Die Eisbären Berlin haben sich zum achten Mal den Titel in der PENNY DEL gesichert: Im entscheidenden Spiel 3 des Finales 2021 gewinnen die Hauptstädter mit 2:1 gegen die Grizzlys Wolfsburg. Damit setzen sich die Berliner wieder von Adler Mannheim (7 Titel) ab und sind alleiniger Rekordmeister der DEL. Wolfsburg bleibt derweil auch nach der vierten Finalteilnahme ohne Meisterschaft in der DEL. Ryan McKiernan wurde als MVP der Finalserie gekürt. 

Bereits in der Anfangsphase ging es heiß her. Mit der ersten Offensivaktion der Eisbären schoss Mark Olver (2.) die Hausherren in Führung. Die Grizzlys fanden aber die schnelle Antwort und Mathis Olimb (3.) traf zum direkten Gegenschlag. Mit der Zeit übernahmen die Hauptstädter aber die Kontrolle über das Spiel.

Nach der ersten Pause drängte Berlin auf das zweite Tor. Erst scheiterte noch Matthew White an Strahlmeier, doch wenig später traf Leonhard Pföderl (24.) nach starker Vorarbeit von Kai Wissmann. Die Eisbären drückten weiter und forderten die Grizzlys Wolfsburg in der Defensive. Matthew White kam gefährlich vor das Tor, doch diesmal rettete die Latte für die Niedersachsen.  

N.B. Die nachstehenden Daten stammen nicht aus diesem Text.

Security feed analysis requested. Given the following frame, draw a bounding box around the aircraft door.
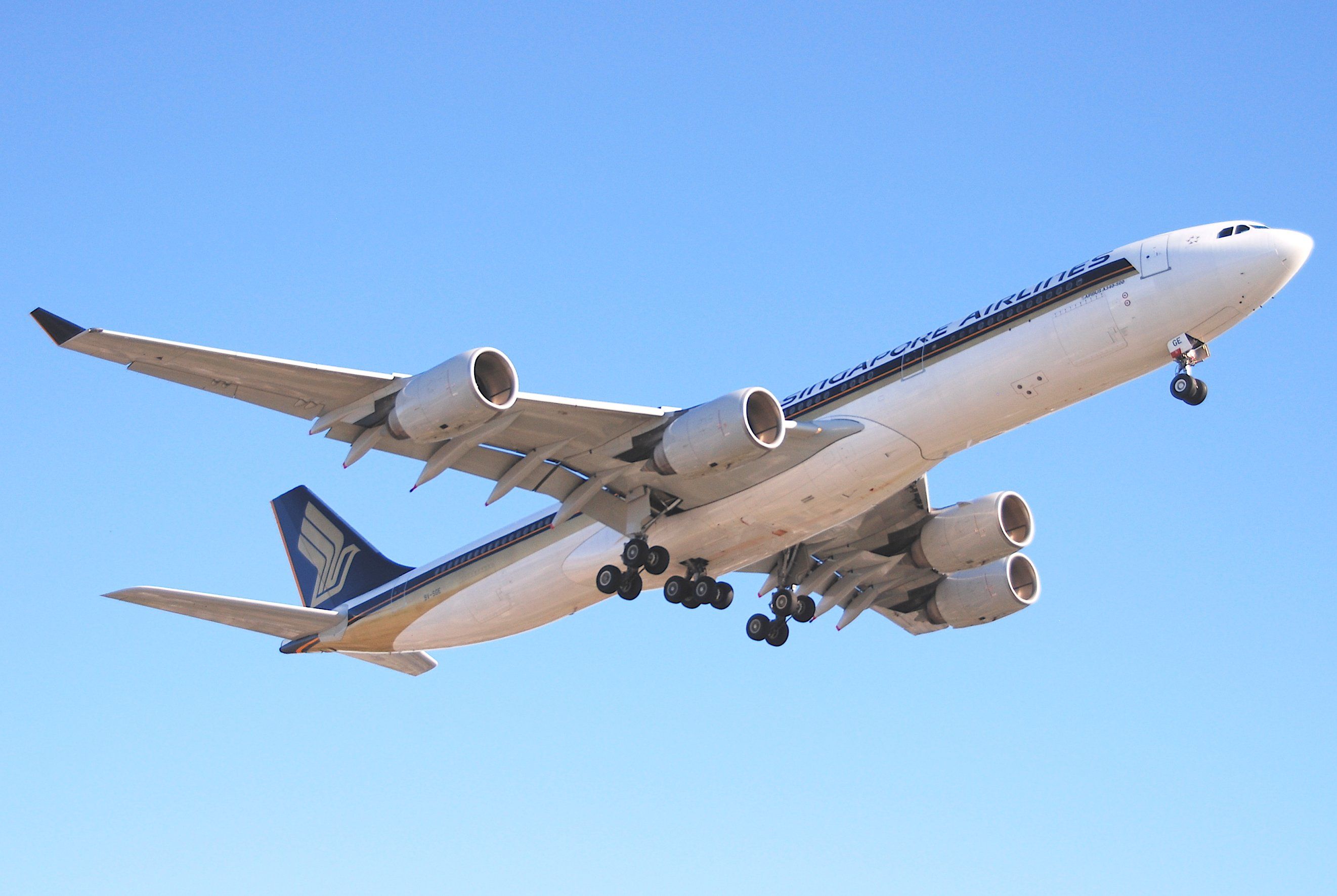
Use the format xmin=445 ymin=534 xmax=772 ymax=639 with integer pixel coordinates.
xmin=901 ymin=345 xmax=924 ymax=380
xmin=1138 ymin=233 xmax=1170 ymax=278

Nach überstandener Unterzahl zum Auftakt des Schlussabschnitts versuchte sich Wolfsburg wieder im Angriff, fand aber kein Mittel zum Erfolg. Auf der Gegenseite verpasste Marcel Noebels noch die Vorentscheidung zugunsten der Berliner. Die Eisbären verteidigten in der Schlussphase tief, ließen nichts mehr zu und bejubelten am Ende den Sieg zum Gewinn des achten DEL-Titel.

Stimmen des Spiels: 

Eisbären Berlin: 

Serge Aubin: „Ich bin so stolz auf das Team. In jeder Serie zurückzuliegen war schon hart. Das Zurückkämpfen war wohl das Motto dieses Titelgewinns. Ich könnte nicht glücklicher für die Jungs sein. Ich wollte, dass die Jungs Spaß haben, das Spiel genießen und versuchen Tore schießen. Es ist sehr besonders und auch wenn die Fans nicht hier sind, ist der Titel auch für sie.“

Frank Hördler: „Die Playoffs waren sehr besonders und werden mir wie auch die ganze Saison besonders in Erinnerung bleiben. Es war ein straffes Programm zum Schluss. Wir haben immer das erste Spiel verloren, aber die Mannschaft hat sich immer zusammengerauft und keiner hat den Kopf hängen lassen. Wir sind immer mit Mut und Zuversicht ins nächste Spiel gegangen. Das ist ein ganz starker Charakterzug.“

Leonhard Pföderl: „Ich weiß gar nicht was ich sagen soll. Ich bin einfach nur froh, dass wir das irgendwie geschafft haben. Es war so eng und Wolfsburg war echt unangenehm. Man kann ihnen nur ein Kompliment aussprechen. Was letztendlich den Unterschied ausgemacht hat ist mir dann auch egal. Hauptsache jetzt wird gefeiert.“

Marcel Noebels: „Es war eine ganz aufregende Saison. Man muss allen danken, die das möglich gemacht haben. Es war nicht einfach für alle, aber wir sind mega stolz. Wir haben es geschafft, auch wenn wir wieder mit dem Rücken zur Wand standen. Jetzt Deutscher Meister zu sein ist einfach nur unglaublicher Wahnsinn und ein absolutes Highlight.“

Grizzlys Wolfsburg: 

Jeff Likens: „Es ist sehr hart meine Emotionen in Worte zu fassen. Am Ende war es so knapp. Ich bin stolz  auf meine Familie und Teil dieser Gruppe zu sein. Niemand hat gedacht, dass wir so weit kommen, aber wir haben uns durchgekämpft. Es war mir eine Ehre hier zu sein und auch wenn wir es nicht bis ganz oben geschafft haben werden die Leute immer Teil meines Lebens sein.“

Dominik Bittner: „Es isr eine sehr große Enttäuschung. Zur Analyse ist es noch zu früh. Wir können aber stolz auf uns sein, dass wir so weit gekommen sind. Der Pokal war zum Greifen nah und umso größer ist die Enttäuschung mit einem Tor Unterschied zu verlieren.